Concrètement, l'évolution de la composition des équipages ne suppose aucune démarche particulière pour l'EHPAD : elle s'applique directement, dans les relations avec les transporteurs sanitaires déjà sollicités par l'établissement, sans attendre de nouvelle convention. Le nouveau régime d'agrément dérogatoire suit une temporalité différente : sa montée en charge dépendra du rythme auquel les entreprises spécialisées dans le transport de personnes à mobilité réduite engageront leurs démarches auprès des autorités compétentes, une fois le texte applicable.

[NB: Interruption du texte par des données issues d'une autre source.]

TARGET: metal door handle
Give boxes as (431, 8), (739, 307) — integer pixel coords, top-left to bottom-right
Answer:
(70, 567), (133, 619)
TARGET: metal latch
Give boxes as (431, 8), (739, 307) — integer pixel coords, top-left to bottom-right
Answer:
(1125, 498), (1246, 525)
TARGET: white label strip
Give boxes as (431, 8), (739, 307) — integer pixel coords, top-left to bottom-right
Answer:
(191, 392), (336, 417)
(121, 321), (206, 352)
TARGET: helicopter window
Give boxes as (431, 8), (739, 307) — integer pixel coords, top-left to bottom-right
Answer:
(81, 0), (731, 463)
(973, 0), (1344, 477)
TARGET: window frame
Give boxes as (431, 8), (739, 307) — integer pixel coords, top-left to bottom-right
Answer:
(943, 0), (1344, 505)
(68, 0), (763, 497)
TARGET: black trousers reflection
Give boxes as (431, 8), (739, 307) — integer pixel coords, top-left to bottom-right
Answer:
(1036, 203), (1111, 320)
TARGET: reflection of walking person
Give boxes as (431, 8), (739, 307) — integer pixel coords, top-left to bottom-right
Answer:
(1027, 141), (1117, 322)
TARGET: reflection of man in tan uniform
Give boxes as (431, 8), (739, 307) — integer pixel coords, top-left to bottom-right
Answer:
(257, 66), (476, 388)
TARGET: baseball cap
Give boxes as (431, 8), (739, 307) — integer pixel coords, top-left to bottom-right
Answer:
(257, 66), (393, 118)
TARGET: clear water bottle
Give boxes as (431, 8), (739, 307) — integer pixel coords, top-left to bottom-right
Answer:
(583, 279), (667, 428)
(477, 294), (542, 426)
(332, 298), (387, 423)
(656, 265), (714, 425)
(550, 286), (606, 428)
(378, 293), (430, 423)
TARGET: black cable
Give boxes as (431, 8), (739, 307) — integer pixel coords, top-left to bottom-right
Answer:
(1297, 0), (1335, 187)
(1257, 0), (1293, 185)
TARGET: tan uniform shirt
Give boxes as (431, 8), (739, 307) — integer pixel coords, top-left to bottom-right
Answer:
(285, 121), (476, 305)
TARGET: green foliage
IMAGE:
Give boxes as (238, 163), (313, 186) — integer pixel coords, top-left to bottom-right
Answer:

Le rôle du médecin coordonnateur et de la direction
Anticiper ces échéances suppose une lecture croisée des deux calendriers. À court terme, la possibilité d'un équipage à trois personnes pour un transport bariatrique doit être intégrée dans les échanges avec les transporteurs sanitaires habituels de l'établissement, dès qu'un résident concerné doit se rendre à une consultation spécialisée ou être hospitalisé. Ce suivi individualisé des besoins de transport s'inscrit dans le cadre plus large des missions et du cadre horaire du médecin coordonnateur, en lien avec le médecin traitant et l'équipe soignante.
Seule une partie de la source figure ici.